#5 of 30. This series is a bit like a mixtape. What goes before and after what is of utter importance. Each mixtape I made was like a story, a soundtrack to my bus journey. I had to get it just right. I still have some of my favourite mixes, and they are perfect to this day. I still half expect some songs, when listening to them on CD or wherever, to cut off just at that point in the riff, just like they do on the tape. Getting the song to begin on the right part of the cassette too, that was a trick. Don’t start recording when it’s that little plastic strip before the tape starts. I used to record from old vinyl at first, big headphones on, the scratchy sound really coming through. From time to time it would be tape to tape, with one of those twin tape decks nobody has any more (I never owned albums on cassette, though – how uncool and against the point! – but I would often tape songs from mixtapes people gave me, oh such quality). Then of course my mixtapes were recorded from CD, sat around a little portable CD player, piles of CD cases around me, notebook in hand, calculating song run-times and moods. On a mixtape, I tended to listen to it all, not just skip through to the songs I knew (like on a mix-CD), so it would have to be done right. Even the decoration of the cassette itself, right down to the writing on the case, had to be just so. Sometimes I would make sure there were just as many songs on each side as would fit on those little lined covers, so you wouldn’t have to look inside the case for the last song. I was a perfectionist.
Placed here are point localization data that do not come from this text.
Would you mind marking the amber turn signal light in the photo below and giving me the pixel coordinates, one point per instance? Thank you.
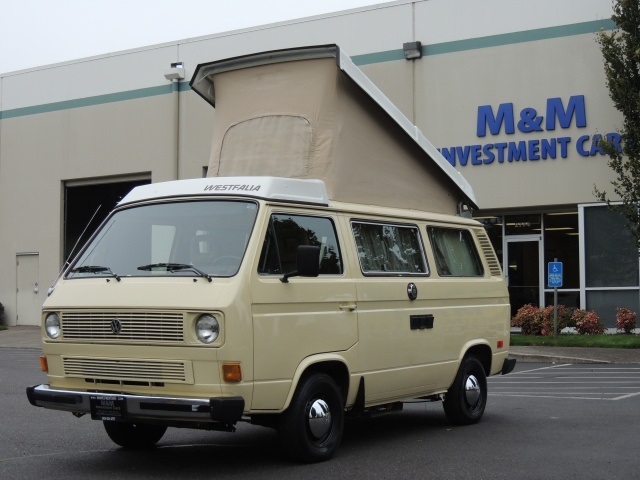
(231, 372)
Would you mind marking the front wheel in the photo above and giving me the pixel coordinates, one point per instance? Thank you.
(466, 399)
(135, 436)
(311, 428)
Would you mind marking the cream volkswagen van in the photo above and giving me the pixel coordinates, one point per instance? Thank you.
(203, 303)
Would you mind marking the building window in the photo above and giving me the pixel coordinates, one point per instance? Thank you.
(525, 224)
(610, 263)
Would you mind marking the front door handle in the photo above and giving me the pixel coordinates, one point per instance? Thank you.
(351, 307)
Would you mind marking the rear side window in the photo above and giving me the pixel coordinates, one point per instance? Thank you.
(389, 249)
(286, 232)
(455, 252)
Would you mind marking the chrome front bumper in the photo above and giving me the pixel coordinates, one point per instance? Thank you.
(123, 407)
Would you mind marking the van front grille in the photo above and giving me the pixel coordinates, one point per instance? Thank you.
(128, 370)
(123, 326)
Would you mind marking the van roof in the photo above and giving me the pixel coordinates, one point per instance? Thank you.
(304, 191)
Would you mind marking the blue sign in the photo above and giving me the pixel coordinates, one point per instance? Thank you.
(554, 275)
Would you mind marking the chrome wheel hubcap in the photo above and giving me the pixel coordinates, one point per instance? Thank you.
(472, 391)
(319, 418)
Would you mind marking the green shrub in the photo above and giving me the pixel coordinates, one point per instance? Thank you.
(588, 322)
(625, 320)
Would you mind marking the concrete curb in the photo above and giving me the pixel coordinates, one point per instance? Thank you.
(555, 359)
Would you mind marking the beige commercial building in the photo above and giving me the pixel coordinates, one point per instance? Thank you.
(513, 93)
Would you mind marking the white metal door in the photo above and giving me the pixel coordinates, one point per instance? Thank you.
(28, 303)
(524, 271)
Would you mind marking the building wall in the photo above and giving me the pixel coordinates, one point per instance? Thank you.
(116, 116)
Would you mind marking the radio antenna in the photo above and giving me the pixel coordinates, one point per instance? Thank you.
(66, 262)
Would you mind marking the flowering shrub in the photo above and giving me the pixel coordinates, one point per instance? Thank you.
(587, 322)
(539, 321)
(625, 320)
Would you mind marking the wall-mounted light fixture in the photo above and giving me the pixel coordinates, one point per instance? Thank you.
(412, 50)
(176, 72)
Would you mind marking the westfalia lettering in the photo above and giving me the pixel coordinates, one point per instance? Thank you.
(504, 120)
(232, 188)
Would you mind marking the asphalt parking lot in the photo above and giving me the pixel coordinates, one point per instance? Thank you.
(570, 381)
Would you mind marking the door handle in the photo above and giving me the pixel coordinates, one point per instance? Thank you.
(351, 307)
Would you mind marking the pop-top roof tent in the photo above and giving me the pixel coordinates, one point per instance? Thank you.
(292, 113)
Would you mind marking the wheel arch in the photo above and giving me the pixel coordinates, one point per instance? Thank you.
(332, 365)
(481, 351)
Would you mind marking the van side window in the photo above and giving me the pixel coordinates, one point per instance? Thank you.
(389, 249)
(286, 232)
(455, 252)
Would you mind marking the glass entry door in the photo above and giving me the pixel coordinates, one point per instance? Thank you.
(524, 271)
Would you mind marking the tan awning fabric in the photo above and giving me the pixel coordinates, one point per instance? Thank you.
(306, 118)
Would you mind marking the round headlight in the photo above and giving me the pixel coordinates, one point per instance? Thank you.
(207, 328)
(52, 325)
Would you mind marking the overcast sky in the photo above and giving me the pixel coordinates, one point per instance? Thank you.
(41, 32)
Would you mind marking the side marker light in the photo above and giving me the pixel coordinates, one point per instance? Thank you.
(44, 365)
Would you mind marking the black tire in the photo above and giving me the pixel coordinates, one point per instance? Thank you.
(466, 399)
(135, 436)
(311, 428)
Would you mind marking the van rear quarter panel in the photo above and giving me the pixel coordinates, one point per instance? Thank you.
(399, 362)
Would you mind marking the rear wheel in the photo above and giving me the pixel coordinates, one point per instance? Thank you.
(311, 428)
(466, 399)
(135, 436)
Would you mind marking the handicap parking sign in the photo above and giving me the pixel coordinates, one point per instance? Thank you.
(554, 275)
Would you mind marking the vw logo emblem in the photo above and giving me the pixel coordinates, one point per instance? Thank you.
(116, 326)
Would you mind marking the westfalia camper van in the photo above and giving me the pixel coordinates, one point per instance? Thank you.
(284, 302)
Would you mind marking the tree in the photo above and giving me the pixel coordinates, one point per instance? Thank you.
(621, 51)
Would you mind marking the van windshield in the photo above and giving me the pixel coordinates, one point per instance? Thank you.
(196, 238)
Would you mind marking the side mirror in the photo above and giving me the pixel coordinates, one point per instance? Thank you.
(307, 263)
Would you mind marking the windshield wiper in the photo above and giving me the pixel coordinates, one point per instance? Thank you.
(94, 269)
(175, 267)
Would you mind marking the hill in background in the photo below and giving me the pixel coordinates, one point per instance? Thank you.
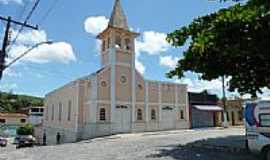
(15, 103)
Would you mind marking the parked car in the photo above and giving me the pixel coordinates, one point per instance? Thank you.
(257, 117)
(3, 142)
(24, 141)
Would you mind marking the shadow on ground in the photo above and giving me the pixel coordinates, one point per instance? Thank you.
(225, 148)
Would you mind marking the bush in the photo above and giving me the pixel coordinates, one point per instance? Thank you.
(26, 130)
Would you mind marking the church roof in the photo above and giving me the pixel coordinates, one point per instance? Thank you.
(118, 18)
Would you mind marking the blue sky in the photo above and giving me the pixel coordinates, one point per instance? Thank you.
(73, 26)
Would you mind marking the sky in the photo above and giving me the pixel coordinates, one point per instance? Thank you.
(73, 25)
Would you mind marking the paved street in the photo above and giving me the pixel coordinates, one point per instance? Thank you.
(170, 145)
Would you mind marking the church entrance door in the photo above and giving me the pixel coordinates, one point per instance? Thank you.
(122, 119)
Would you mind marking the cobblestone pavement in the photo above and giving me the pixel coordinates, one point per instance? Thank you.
(170, 145)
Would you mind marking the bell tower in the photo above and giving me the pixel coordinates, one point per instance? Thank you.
(117, 37)
(118, 53)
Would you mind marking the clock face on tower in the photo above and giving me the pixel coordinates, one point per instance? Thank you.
(123, 79)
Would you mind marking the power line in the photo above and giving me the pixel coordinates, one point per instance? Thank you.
(3, 51)
(22, 27)
(50, 9)
(20, 16)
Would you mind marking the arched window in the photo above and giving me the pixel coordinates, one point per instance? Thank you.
(127, 44)
(103, 45)
(153, 114)
(182, 116)
(109, 42)
(69, 110)
(118, 41)
(139, 114)
(102, 114)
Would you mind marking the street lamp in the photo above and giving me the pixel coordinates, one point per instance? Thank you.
(25, 53)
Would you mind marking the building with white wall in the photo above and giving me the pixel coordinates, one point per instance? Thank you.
(116, 98)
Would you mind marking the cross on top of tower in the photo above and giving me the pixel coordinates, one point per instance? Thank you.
(118, 18)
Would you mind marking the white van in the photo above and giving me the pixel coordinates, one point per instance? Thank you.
(257, 120)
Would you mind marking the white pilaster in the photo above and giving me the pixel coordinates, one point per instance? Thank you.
(160, 101)
(133, 72)
(187, 105)
(112, 54)
(176, 102)
(146, 100)
(93, 107)
(76, 114)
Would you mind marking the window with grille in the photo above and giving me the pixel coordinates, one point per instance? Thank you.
(60, 112)
(102, 114)
(23, 120)
(2, 121)
(139, 115)
(182, 116)
(52, 115)
(69, 110)
(118, 41)
(103, 45)
(127, 44)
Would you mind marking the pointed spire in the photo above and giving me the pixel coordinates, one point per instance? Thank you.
(118, 18)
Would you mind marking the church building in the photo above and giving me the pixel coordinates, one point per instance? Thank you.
(116, 98)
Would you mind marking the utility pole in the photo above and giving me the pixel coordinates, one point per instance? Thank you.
(225, 120)
(3, 52)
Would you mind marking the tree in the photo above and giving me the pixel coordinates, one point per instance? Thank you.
(233, 42)
(26, 130)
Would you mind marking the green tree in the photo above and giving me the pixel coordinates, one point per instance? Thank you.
(26, 130)
(233, 42)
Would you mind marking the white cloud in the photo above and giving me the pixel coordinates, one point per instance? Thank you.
(168, 61)
(12, 73)
(19, 2)
(8, 86)
(58, 51)
(95, 24)
(195, 85)
(139, 66)
(11, 1)
(152, 43)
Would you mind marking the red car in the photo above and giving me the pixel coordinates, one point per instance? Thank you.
(3, 142)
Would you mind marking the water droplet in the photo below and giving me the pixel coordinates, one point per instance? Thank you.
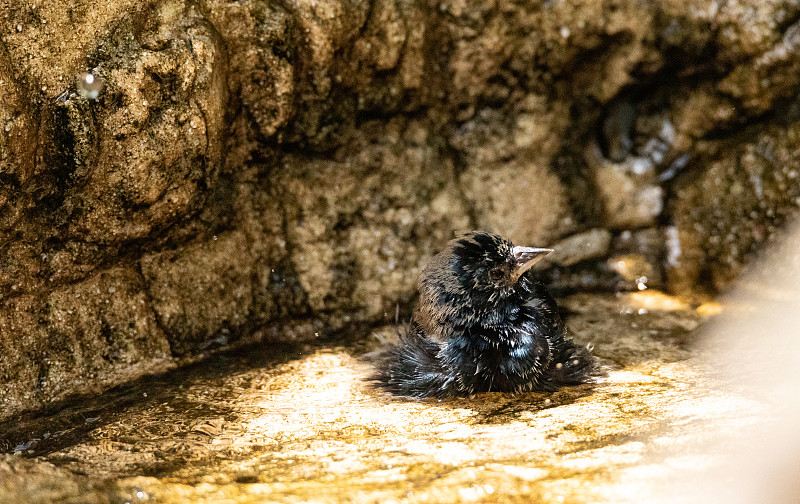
(89, 86)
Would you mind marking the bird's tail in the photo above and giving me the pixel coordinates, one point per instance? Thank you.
(411, 367)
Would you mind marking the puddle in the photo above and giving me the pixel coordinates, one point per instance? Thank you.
(270, 423)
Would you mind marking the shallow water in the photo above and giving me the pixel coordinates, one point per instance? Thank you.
(277, 423)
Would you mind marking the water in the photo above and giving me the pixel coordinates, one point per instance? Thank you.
(288, 424)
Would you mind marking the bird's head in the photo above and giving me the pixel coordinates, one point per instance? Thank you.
(477, 272)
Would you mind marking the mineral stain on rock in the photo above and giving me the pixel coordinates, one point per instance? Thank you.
(288, 422)
(265, 172)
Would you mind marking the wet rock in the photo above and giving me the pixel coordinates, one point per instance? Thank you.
(630, 196)
(81, 337)
(361, 228)
(332, 146)
(589, 245)
(733, 209)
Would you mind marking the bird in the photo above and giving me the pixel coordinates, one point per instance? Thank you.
(482, 323)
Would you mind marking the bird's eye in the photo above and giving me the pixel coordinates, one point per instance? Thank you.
(496, 274)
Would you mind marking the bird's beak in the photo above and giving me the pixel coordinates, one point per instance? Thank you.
(525, 257)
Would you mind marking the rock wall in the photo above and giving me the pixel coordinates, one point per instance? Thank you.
(281, 170)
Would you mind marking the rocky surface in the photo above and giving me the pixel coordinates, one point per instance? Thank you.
(271, 171)
(293, 424)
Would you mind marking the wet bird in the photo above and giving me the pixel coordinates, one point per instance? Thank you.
(483, 323)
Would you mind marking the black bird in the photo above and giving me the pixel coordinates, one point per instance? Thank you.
(482, 324)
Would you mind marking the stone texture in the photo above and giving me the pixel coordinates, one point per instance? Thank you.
(283, 170)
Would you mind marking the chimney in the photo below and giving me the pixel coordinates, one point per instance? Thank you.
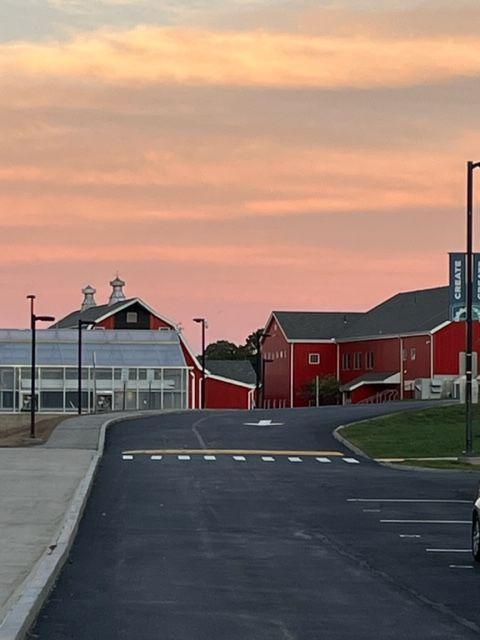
(117, 293)
(89, 300)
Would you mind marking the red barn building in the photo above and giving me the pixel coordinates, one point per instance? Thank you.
(120, 313)
(404, 347)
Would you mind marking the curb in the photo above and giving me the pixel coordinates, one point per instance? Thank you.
(36, 587)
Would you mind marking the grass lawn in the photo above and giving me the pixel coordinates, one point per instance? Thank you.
(439, 431)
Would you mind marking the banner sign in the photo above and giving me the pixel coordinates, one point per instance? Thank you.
(458, 287)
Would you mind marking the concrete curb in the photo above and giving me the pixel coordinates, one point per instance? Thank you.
(30, 596)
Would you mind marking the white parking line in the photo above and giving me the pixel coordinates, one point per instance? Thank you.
(428, 521)
(406, 500)
(448, 550)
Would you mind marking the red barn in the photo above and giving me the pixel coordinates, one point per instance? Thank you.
(404, 347)
(122, 313)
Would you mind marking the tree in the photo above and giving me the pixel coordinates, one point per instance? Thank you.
(328, 390)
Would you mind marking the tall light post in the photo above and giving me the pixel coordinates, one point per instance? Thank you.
(204, 324)
(265, 361)
(259, 336)
(33, 321)
(471, 166)
(81, 324)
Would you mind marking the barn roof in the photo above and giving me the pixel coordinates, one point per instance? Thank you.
(408, 312)
(240, 370)
(314, 325)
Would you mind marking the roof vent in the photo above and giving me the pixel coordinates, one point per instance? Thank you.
(89, 299)
(117, 293)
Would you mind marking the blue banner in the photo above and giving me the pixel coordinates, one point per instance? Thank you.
(458, 287)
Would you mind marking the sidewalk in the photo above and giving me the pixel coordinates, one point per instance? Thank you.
(43, 491)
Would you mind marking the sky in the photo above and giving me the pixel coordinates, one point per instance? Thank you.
(229, 157)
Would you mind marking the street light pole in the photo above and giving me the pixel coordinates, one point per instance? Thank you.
(471, 166)
(33, 321)
(203, 322)
(81, 323)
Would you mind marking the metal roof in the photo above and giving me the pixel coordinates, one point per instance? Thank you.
(240, 370)
(58, 347)
(408, 312)
(314, 325)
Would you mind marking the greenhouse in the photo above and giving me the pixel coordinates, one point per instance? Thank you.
(122, 370)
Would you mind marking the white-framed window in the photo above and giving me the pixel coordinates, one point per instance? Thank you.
(369, 360)
(357, 360)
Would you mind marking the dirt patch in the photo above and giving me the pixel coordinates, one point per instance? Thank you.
(15, 430)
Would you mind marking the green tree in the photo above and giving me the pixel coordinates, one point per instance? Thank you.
(328, 390)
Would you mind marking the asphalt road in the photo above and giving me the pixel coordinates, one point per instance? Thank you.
(242, 542)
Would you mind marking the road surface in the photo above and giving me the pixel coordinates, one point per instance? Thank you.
(203, 527)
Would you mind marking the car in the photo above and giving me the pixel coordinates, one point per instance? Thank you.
(476, 528)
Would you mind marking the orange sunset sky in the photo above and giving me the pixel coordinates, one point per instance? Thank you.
(233, 157)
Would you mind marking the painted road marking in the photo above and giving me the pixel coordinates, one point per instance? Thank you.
(429, 521)
(406, 500)
(448, 550)
(251, 452)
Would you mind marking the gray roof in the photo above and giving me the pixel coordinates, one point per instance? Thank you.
(408, 312)
(240, 370)
(93, 313)
(58, 347)
(314, 325)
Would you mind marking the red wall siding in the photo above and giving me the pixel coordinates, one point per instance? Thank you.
(419, 367)
(304, 372)
(277, 373)
(448, 343)
(225, 395)
(386, 355)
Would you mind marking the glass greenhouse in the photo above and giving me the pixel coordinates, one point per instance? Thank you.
(122, 370)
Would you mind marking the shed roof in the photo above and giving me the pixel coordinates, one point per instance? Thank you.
(314, 325)
(240, 370)
(58, 347)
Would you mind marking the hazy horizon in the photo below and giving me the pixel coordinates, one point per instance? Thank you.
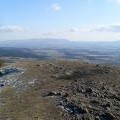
(78, 20)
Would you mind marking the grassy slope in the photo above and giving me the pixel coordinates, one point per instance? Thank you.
(30, 105)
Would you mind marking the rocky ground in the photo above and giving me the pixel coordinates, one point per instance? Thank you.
(59, 90)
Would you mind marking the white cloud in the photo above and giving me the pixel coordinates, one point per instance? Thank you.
(73, 30)
(4, 29)
(55, 7)
(107, 28)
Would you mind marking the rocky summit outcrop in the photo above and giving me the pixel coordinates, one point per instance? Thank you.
(61, 90)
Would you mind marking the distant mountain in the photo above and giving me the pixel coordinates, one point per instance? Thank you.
(58, 43)
(34, 43)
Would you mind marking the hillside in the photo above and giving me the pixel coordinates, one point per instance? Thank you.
(59, 90)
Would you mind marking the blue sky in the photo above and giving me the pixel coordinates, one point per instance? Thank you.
(69, 19)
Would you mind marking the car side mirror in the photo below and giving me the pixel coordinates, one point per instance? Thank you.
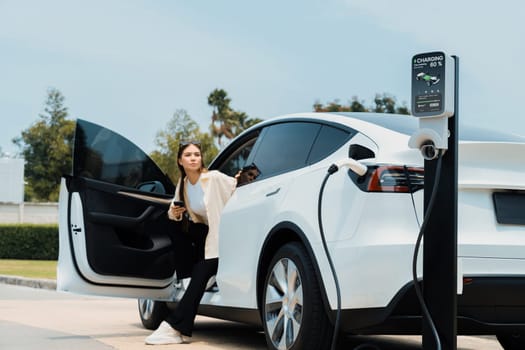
(152, 186)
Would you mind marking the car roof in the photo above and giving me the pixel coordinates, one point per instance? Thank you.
(374, 124)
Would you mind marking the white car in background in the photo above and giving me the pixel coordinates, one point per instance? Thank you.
(115, 238)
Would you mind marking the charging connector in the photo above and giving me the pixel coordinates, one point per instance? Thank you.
(361, 170)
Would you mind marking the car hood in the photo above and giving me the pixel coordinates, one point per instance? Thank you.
(496, 165)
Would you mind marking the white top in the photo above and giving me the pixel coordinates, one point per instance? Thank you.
(217, 188)
(196, 198)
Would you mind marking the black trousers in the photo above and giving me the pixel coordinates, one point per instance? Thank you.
(183, 317)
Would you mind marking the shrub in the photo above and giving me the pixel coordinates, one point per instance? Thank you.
(29, 242)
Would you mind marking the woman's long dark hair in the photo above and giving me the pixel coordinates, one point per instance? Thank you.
(182, 193)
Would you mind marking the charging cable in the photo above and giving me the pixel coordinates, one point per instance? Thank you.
(361, 170)
(422, 229)
(333, 168)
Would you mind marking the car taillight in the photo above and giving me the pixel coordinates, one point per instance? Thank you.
(395, 178)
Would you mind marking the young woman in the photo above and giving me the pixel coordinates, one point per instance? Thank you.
(201, 196)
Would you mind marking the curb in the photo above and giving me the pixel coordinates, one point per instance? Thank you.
(29, 282)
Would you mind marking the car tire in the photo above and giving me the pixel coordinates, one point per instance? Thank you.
(292, 308)
(152, 312)
(512, 341)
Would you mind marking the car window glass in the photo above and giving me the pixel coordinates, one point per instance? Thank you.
(238, 158)
(328, 140)
(285, 147)
(104, 155)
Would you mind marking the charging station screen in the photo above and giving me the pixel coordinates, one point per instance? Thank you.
(428, 81)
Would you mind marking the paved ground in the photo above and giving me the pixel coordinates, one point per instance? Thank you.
(45, 319)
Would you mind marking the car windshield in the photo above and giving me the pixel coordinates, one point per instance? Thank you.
(407, 125)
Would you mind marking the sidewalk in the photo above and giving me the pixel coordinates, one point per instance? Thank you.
(29, 282)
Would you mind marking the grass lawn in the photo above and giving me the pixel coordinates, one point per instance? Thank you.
(29, 268)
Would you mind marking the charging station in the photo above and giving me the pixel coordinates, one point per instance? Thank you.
(435, 104)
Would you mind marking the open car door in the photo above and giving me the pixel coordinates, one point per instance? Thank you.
(115, 237)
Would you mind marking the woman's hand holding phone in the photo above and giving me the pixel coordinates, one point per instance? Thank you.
(176, 210)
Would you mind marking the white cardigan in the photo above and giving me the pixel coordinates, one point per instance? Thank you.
(217, 188)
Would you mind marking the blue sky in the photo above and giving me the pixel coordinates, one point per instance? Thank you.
(129, 65)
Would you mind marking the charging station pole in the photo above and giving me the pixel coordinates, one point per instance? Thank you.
(440, 241)
(436, 103)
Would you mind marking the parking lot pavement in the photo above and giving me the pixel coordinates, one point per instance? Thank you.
(54, 318)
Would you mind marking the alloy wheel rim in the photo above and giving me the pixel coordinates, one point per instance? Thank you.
(284, 304)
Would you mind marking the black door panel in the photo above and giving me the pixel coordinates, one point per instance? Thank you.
(127, 236)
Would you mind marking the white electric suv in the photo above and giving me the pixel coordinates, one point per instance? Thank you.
(115, 238)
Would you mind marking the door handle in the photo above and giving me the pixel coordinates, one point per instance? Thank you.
(274, 192)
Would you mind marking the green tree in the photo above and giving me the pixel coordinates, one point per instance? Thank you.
(224, 120)
(181, 127)
(46, 147)
(384, 103)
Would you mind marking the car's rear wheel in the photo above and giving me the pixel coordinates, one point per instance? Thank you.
(512, 341)
(152, 312)
(293, 312)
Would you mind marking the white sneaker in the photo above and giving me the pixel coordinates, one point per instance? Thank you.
(165, 334)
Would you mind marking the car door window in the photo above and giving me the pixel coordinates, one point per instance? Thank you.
(104, 155)
(237, 160)
(328, 140)
(285, 147)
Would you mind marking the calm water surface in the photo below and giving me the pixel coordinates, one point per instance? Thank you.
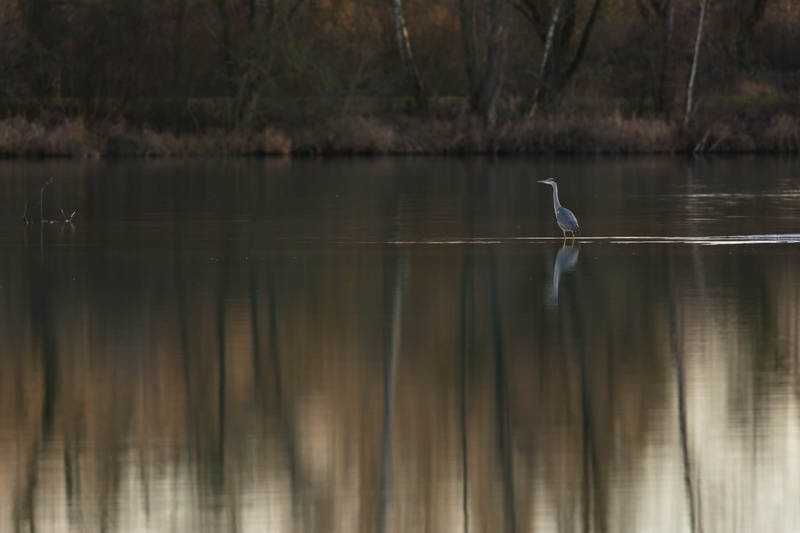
(400, 345)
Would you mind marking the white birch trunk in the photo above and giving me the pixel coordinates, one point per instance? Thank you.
(687, 114)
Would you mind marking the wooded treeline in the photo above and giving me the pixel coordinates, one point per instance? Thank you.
(495, 69)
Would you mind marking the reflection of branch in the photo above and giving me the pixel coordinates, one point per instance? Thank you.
(41, 198)
(64, 218)
(392, 349)
(680, 378)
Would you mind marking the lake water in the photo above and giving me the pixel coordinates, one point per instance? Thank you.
(400, 345)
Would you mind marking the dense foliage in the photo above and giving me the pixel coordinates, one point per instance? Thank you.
(197, 66)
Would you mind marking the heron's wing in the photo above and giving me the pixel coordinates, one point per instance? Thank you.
(567, 220)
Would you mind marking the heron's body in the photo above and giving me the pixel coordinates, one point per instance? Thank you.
(564, 217)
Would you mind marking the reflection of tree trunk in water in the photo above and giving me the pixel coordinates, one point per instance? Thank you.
(500, 377)
(43, 326)
(467, 347)
(593, 510)
(392, 349)
(224, 287)
(693, 499)
(285, 420)
(255, 329)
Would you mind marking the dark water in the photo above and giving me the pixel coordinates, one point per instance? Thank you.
(400, 345)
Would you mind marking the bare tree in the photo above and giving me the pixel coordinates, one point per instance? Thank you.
(404, 45)
(660, 16)
(687, 114)
(249, 67)
(485, 63)
(564, 44)
(748, 19)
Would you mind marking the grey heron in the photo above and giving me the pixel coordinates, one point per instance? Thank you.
(564, 217)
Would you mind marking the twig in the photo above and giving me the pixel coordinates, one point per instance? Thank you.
(41, 198)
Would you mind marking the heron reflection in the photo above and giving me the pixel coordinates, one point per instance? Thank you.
(565, 261)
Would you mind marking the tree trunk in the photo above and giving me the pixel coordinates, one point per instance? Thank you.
(663, 99)
(407, 56)
(548, 45)
(695, 57)
(746, 27)
(484, 67)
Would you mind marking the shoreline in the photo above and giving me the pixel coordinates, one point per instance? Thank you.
(761, 132)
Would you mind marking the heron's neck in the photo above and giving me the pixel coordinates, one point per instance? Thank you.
(556, 203)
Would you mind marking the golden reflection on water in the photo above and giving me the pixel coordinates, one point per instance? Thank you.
(223, 379)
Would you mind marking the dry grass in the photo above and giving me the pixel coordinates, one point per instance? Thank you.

It seems incredible that the mixtape is now a nostalgia item.

I still have a dual tape deck on my stereo. But then my stereo is now about 17 years old. It also has a tape stuck in each deck (a head cleaner in the left, Tranvision Vamp’s Velveteen in the right).
Compilation CDs just don’t feel the same. There are three that I’m currently not getting round to doing for people. They feel like a lot of effort in comparison to a mix tape, despite being far, far more straightforward. But I feel estranged from the procedure, trying to sequence songs without having listened to them all the way through, just skipping to the last 15 seconds of the track and getting impatient when I should be listening to them all the way through to get a real feel for what I’m doing.
I love what you’ve done with the meme, just five entries in and this already looks like something that deserves to be published one day.
i agree, you really miss out not listening to the songs all the way though as you’re making the compilation, you not only miss out on the ‘journey’ but the compilation often doesn’t sound as good. There’s something rewarding about devoting a chunk of time to something like that.